21. The method of claim 18, wherein the inflammatory disease or disorder is selected from the group consisting of coronary artery disease, chronic obstructive pulmonary disease (COPD), asthma, bronchitis, inflammatory bowel disease (IBD), Alzheimer's disease, Parkinson's disease, polymyositis, dermatomyositis, inclusion body myositis (IBM), juvenile myositis, rheumatoid arthritis, osteoarthritis, amyloidosis, ankylosing spondylitis, bursitis, psoriatic arthritis, and Still's disease.

22. The method of claim 18, wherein the anti-inflammatory exosomes are administered by a route selected from the group consisting of, intravenous injection, intramuscular injection, intraarticular injection or infusion, subcutaneous inection, and intrathecal injection or infusion.

23. The method of claim 18, wherein the inflammatory disease or disorder is pulmonary, and the method comprises administering the anti-inflammatory exosomes as an inhaled mist or aerosol.

24. The method of claim 18, wherein the subject is a mammal selected from the group consisting of a human, a canine, a porcine, a feline and an equine.

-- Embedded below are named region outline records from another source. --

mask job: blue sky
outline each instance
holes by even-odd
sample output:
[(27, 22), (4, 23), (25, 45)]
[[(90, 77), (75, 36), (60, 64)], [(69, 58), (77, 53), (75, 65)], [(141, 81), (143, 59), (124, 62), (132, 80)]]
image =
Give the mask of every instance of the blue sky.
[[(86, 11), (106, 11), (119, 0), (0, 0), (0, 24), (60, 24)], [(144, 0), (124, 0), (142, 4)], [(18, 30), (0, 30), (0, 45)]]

25. The method of claim 18, wherein the anti-inflammatory exosomes are administered systemically, in an amount ranging from about 1.510.sup.10 to about 1.510.sup.13 exosome particles per kilogram of total body weight.

26. The method of claim 18, wherein the anti-inflammatory exosomes are administered in an amount ranging from about 1.510.sup.10 and 1.510.sup.11 exosome particles injected or infused into a localized tissue or anatomical space.

27. The method of claim 18, further comprising co-treating the subject with at least one additional anti-inflammatory agent, the at least one additional anti-inflammatory agent selected from the group consisting of a steroidal anti-inflammatory, a non-steroidal anti-inflammatory, an anti-inflammatory anti-TNF alpha antibody and combinations thereof.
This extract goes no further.